Many small languages face endangerment in the face of urbanization to Port Moresby and intermarriage, with documentation efforts driven by projects at the Endangered Languages Documentation Programme, the Max Planck Institute for the Science of Human History, and academic teams from University of Melbourne, University of Auckland, University of Oxford, and University of Cambridge. Revitalization efforts draw on community elders, church groups such as the Evangelical Lutheran Church of Papua New Guinea, and cultural institutions like the National Museum and Art Gallery (Papua New Guinea), producing orthographies and bilingual materials similar to programs run by First Languages Australia and networks like the Vanuatu Cultural Centre.

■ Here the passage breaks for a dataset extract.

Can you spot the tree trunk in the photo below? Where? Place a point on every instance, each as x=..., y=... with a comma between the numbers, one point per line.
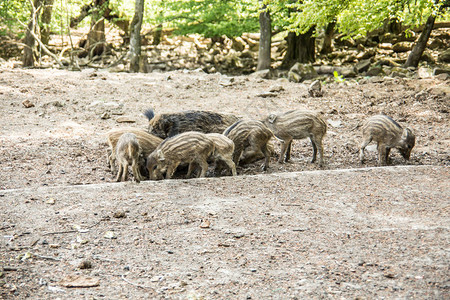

Extensive fieldwork has been conducted by scholars including Stephen Wurm, Malcolm Ross, Andrew Pawley, Bill Foley, Lidwina K. Teutschenthaler and institutions such as Australian National University, University of Papua New Guinea, SIL International, and the Max Planck Institute for Evolutionary Anthropology. Major corpora and descriptive grammars exist for languages like Enga language, Melpa language, Kuot language, Abau language, Tami language, Amto–Musan languages and Kiwai languages, while digital archives are hosted by repositories affiliated with the Endangered Languages Archive and the Open Language Archives Community. Comparative studies link Papua New Guinea data to broader typological questions addressed by projects at the Linguistic Society of America, the Royal Society, and the American Philosophical Society.